Driving vehicles in paint is an old standby for us, as it should be for every preschool classroom. It takes seconds to set up, only a bit longer to clean up, and the play value is outstanding.
Our big innovation this year was to insert a trio of large wedge-shaped blocks under one end of the butcher paper to create a short ramp.
We limited our color pallet to red, yellow and orange, dolloped out into styrofoam meat trays, mostly because those were the jugs of paint most readily at hand.
I've mentioned before, that this is my final year teaching the "boy bubble" that has been working its way through our school for the past three years, all 9 of my older Pre-K students being boys. They have taught me a lot about the importance of car play and that's who mostly played here, along with our oldest 3-year-old boy.

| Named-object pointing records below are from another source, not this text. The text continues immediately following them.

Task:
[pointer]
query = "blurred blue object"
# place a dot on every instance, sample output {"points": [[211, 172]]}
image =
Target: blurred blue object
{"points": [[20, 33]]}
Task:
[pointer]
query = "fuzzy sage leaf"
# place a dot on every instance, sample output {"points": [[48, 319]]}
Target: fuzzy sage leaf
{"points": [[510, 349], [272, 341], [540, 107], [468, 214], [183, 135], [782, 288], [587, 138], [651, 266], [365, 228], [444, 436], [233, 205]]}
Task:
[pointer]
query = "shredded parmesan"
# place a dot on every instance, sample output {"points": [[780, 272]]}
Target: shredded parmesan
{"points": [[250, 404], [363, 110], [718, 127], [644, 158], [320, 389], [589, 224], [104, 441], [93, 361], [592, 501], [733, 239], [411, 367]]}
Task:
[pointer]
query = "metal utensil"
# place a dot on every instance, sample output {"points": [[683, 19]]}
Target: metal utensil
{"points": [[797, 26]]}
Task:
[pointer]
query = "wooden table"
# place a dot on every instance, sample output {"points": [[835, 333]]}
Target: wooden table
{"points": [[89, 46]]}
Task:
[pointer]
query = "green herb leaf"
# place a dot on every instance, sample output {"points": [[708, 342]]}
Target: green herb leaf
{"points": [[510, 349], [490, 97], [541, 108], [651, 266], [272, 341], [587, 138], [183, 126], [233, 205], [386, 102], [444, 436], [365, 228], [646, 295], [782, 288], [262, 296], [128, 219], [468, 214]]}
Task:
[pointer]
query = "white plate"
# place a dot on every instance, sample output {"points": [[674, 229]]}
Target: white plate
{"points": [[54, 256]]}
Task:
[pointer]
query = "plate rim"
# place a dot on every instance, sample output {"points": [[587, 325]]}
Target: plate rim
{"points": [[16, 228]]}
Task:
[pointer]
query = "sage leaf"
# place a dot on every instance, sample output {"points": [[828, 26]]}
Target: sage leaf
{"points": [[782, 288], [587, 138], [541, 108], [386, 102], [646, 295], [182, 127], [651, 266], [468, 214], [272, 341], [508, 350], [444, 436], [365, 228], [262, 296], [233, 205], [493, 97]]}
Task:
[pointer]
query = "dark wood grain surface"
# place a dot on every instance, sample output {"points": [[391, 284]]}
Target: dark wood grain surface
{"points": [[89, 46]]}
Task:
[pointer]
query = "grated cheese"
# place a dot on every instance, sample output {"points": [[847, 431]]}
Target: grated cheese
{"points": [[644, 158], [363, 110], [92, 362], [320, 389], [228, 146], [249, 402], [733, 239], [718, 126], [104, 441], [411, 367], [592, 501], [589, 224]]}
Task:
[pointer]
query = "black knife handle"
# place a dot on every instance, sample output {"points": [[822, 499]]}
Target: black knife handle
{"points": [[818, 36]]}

Setting this up on this particular day wasn't left up to chance. I'd been watching the parent work schedule just waiting for Ruby's dad Chan's turn to come around as the parent-teacher responsible for the art station (for those who don't know, we're a cooperative preschool, in which the parents also serve as my assistant teachers). And he didn't disappoint, keeping up the chatter, organizing races, getting the "track" going in one direction, then another. You know, playing like a stereotypical boy. I think Ruby was the only girl who put in any time at the art table race track, but even she was soon lost to the doll play taking place next door.
But mostly it was self-directed play, carried out by a group of guys who've known one another for their entire lives, playing with toys for which they all have varying degrees of passion, making orange tracks together for well over an hour.
They carried on casual, shoulder-to-shoulder conversations the way grown men do, comprised of short, functional sentences or echoing Chan's coach-like exhortations. They were on their feet, always moving, focused, a team. I'm sure there was some bickering, but they seem to have solved things on their own, in their own ways, because it never rose to the level that it involved me, nor did it in any way slow down the play. It was the kind of ebb and flow creative play that teachers live for; that makes us step back and be simply awed by children.
I read somewhere, a long time ago, and I've not had any success in finding the source of this, but I believe it was an anthropologist who postulated that the central, unspoken question of every society is "What to do with the men?" Sometimes we're used for war and conquest, sometimes for exploration and discovery, sometimes our role is largely economic, and sometimes we build things, hunt, or grow food. Whatever the case, and however we answer this question, I know that as we drove our cars through paint the other day we, the men of Woodland Park, were a shining example of men, together, at their best.
I'm quite proud to know that these are the men we will be sending out into the world.